The original cast included William Archibald, Eve Arden, Virginia Bolen, Frances Comstock, Norton Dean, Alfred Drake, Brenda Forbes, Nadine Gae, Willard Gary, Richard Haydn, Eunice Healy, Betty Hutton, Kathryn Kimber, Dean Norton, Richard Smart, Robert Smith, Tommy Wonder, and Keenan Wynn.

The sketches "The Age of Innocence" and "Cookery" were written by Richard Haydn. The most notable song introduced in the show was "How High the Moon," which subsequently has been recorded by many pop and jazz artists, becoming a well-known standard.
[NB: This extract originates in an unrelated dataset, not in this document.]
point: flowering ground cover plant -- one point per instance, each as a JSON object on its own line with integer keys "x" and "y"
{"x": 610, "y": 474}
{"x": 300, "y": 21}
There were two other revues in this series, all conceived and directed by John Murray Anderson: One for the Money (February 4, 1939 – May 27, 1939), and Three to Make Ready (March 7, 1946 – December 14, 1946).

==Songs==
- Act 1
- Calypso Joe
- This 'Merry' Christmas
- That Terrible Tune
- Destry Has Ridden Again
- How High The Moon - Alfred Drake, Virginia Bolen, Norton Dean, Eunice Healy, Kathryn Kimber, Richard Smart, Robert Smith, Tommy Wonder
- That Terrible Tune
- That Terrible Tune
- A House With a Little Red Barn
- The All-Girl Band
- Act 2
- Where Do You Get Your Greens?
- At Last It's Love
- Song of Spain
- Fool for Luck
- Goodnight, Mrs. Astor

==Critical response==
In his review for The New York Times, Brooks Atkinson called the successor to last year's revue a "very pleasant evening...little in size and breezily acted." He felt that Nancy Hamilton's sketches were more clever than entertaining, but were more professional than in the previous revue. He praised Richard Haydn's "limp mannerisms and gasping speech." Especially noted was "fresh and antic" Betty Hutton, "who dances like a mad sprite and sings breathlessly as though she enjoys it."